While there were other names mentioned in terms of the guarantee idea, from Charlie McCreevy to JP McManus to Dermot Desmond, none of them became synonymous with the guarantee the way Macker did.

In fairness, he never took credit for the idea himself -- but he didn't deny it when other people attributed it to him. Neither did he deny the constant reports that he was continuing to advise Brian Lenihan. If any other businessmen or politicians were behind the masterstroke, they were mainly keeping their heads down.

In the meantime, things were changing hourly, and, as opinion filtered down from the rarefied world of pure economic discussion into the real economy or Main Street or whatever, people's minds were changing hourly too.

Patrick Honohan, Trinity's Professor of International Financial Economics, suggested in the Irish Times on Wednesday that the guarantee was all very well but that what was really needed to get banks lending again was injections of risk capital. Assuring retail depositors with the guarantee was really only a small part of the picture, he said.

Honohan, who has seemed fairly steady through all this, and who has not really sought the limelight, then became the man with the next big idea. Bank shares had gone lower than they were at the time that the Government stepped in with the guarantee, and it seemed that the lending we thought the guarantee promised wasn't happening. So suddenly, the need for recapitalisation became the new big idea and it was repeated ad nauseam by all the "experts".

Even McWilliams himself had moved on by Thursday evening, and he appeared on Prime Time to stress that the real issue to be faced now was recapitalisation.
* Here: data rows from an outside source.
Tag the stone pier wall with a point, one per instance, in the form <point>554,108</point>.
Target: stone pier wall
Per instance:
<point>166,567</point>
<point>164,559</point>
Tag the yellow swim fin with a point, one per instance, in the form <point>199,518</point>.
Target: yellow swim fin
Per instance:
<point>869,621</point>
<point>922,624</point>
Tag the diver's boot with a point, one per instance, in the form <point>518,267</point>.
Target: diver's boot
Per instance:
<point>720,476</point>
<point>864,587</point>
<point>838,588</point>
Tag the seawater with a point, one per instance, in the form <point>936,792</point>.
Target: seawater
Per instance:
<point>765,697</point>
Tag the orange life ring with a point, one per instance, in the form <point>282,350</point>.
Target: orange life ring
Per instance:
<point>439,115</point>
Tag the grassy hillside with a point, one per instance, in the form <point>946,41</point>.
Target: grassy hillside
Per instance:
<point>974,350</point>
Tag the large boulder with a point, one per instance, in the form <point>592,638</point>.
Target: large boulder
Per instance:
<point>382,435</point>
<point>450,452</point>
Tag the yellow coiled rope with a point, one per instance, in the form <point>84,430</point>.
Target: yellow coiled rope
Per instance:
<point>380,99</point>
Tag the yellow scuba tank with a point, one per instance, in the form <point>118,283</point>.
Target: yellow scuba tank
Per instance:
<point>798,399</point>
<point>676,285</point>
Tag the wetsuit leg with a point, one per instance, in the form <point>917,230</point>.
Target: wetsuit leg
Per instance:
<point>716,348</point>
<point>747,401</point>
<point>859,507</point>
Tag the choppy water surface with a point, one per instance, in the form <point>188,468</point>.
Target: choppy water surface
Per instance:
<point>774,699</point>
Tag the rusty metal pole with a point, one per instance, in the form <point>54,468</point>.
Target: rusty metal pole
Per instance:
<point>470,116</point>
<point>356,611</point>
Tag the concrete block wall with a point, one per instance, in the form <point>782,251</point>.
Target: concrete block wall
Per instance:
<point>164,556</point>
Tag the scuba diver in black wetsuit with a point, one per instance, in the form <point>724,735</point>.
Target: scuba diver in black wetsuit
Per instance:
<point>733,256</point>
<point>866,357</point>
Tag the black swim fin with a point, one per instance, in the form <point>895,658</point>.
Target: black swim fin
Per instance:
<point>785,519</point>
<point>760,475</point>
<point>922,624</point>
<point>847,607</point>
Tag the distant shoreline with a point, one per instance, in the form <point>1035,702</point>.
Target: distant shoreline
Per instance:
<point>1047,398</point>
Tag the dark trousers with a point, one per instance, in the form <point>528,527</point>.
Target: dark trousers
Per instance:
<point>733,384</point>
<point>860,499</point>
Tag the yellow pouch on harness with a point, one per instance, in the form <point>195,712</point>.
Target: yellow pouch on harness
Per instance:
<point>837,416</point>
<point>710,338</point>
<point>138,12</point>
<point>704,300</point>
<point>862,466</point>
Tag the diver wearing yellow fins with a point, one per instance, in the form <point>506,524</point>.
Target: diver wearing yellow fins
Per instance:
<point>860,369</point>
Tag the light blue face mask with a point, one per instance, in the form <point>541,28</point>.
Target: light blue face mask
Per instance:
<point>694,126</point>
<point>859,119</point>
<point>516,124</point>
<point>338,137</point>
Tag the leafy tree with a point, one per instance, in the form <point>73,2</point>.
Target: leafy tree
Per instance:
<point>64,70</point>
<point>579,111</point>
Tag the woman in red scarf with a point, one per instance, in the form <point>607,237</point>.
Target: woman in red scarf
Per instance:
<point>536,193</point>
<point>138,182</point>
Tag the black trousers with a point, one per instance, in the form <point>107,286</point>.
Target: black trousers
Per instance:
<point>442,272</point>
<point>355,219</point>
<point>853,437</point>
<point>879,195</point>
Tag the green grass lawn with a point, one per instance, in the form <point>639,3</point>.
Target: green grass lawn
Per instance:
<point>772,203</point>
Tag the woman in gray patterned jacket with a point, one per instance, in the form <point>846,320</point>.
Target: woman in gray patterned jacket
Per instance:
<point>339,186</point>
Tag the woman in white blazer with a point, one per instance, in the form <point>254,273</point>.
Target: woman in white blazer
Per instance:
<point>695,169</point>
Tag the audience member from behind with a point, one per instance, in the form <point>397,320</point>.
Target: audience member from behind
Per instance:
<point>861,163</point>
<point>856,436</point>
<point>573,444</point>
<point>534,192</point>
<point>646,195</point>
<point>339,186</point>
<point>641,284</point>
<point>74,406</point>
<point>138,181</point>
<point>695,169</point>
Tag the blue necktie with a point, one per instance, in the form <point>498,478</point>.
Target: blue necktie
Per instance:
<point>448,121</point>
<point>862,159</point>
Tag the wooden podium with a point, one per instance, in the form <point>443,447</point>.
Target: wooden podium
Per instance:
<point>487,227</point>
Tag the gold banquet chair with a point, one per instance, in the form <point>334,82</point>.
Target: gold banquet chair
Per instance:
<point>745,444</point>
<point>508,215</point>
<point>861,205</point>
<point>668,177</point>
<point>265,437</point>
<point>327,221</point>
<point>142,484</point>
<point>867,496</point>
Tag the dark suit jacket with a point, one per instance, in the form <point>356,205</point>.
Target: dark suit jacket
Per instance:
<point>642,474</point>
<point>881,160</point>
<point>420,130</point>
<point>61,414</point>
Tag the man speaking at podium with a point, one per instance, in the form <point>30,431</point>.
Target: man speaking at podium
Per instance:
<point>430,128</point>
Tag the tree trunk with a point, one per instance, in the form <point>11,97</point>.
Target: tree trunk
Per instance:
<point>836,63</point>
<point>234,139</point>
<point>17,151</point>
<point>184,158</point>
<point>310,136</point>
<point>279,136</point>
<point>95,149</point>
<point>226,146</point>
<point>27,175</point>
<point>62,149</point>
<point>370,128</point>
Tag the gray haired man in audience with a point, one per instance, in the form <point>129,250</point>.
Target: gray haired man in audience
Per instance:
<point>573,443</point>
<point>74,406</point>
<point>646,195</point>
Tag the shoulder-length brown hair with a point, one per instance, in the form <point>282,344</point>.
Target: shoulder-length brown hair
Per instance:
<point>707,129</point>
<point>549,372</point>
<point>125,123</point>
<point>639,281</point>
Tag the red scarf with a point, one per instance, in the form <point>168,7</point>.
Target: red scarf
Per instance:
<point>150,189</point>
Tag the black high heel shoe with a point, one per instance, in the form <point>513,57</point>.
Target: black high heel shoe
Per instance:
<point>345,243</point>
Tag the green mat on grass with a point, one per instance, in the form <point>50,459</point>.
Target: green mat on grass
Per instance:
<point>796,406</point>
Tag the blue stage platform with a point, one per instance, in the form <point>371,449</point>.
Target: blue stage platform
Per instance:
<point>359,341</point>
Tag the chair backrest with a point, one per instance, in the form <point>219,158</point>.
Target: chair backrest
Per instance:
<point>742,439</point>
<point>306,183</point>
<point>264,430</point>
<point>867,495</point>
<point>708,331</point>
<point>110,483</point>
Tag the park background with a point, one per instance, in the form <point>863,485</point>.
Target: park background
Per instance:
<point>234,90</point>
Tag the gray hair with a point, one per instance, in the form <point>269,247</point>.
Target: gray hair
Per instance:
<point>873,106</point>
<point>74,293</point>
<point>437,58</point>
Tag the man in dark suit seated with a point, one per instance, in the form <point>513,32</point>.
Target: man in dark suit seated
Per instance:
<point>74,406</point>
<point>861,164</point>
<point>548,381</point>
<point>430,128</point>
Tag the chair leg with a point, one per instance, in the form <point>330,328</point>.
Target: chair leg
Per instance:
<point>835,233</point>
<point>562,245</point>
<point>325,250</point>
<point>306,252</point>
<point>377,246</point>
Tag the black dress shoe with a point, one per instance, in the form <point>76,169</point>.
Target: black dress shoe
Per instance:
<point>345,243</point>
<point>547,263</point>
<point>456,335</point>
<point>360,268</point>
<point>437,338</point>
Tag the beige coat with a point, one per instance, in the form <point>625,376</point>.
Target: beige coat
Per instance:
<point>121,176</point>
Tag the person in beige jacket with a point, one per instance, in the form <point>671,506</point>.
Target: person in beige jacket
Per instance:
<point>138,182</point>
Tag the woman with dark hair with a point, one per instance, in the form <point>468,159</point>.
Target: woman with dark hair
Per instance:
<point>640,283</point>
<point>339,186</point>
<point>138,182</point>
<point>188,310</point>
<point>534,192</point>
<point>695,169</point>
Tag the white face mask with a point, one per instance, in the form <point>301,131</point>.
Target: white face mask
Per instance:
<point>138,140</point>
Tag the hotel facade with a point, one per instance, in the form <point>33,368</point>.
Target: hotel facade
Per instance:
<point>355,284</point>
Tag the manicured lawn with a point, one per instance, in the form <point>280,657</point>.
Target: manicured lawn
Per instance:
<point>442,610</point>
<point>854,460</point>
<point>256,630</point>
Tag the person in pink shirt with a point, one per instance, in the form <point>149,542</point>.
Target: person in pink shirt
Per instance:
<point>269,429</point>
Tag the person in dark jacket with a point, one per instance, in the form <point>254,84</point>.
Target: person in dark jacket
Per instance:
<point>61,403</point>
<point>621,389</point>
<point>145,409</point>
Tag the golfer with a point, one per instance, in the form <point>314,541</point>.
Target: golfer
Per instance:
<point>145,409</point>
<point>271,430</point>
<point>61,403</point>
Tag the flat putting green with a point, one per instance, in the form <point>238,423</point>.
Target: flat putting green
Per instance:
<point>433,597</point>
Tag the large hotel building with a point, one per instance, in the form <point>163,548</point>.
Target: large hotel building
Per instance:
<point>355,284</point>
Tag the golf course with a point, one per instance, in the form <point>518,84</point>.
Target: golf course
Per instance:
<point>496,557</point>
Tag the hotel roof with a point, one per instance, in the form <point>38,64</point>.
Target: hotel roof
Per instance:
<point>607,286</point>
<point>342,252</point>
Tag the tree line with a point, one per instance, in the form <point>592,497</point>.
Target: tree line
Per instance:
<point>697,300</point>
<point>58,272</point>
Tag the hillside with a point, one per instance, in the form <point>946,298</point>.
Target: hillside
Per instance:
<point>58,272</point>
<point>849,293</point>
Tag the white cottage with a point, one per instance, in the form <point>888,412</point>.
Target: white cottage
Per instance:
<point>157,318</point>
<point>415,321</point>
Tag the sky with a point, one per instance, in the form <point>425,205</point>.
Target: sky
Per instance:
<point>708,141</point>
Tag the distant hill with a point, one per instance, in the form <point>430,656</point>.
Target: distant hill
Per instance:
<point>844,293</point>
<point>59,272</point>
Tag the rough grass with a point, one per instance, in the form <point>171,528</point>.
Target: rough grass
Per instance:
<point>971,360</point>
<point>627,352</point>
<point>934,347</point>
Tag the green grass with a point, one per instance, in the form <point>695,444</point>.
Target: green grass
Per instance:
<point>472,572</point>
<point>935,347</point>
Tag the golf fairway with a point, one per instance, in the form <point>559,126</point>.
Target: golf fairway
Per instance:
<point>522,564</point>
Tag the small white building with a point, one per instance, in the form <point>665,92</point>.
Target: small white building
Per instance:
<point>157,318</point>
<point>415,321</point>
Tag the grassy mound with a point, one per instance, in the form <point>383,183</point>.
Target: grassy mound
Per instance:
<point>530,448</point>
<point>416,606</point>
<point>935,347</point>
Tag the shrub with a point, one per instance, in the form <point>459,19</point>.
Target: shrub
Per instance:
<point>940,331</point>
Without serious capitalisation of the banks, he told us, we could not stop a 1929-style crash turning into a Thirties-style recession.

Things will have moved on a lot more by the time you read this. While Britain, the US, the Europeans and the IMF seemed to find it impossible to come up with answers or solutions, we in Ireland are

happy to pounce on one big solution after another.

The all-night urgency of

the bank guarantee was quickly left behind on the side of the road, the urgency gone out of it. The guarantee has become a damp squib and it hasn't even been made law yet. As we moved on to the next thing, which is, at the time of writing, recapitalisation.

Each panacea gives us new comfort. It is simply too mind boggling to think the unthinkable -- that no-one knows what to do.

Largely, our leaders appear to be having what Galbraith, in his study of the Great Crash of 1929 which we've all been made to read where I work, called "no-business meetings". These were important gatherings held by Hoover from which, "No positive action resulted". But, says Galbraith, "At the same time they gave the impression of truly impressive action. The conventions governing the no-business session ensured that there would be no embarrassment arising from the absence of business. Those who attended accepted as a measure of the importance of the meetings the importance of the people attending. The newspapers also co-operated in emphasising the importance of the sessions.

"Some device for simulating action when action is impossible is," says Galbraith, "indispensable in a sound and functioning democracy."

Say what you will about Hoover and the boys, but at least they knew that they knew nothing.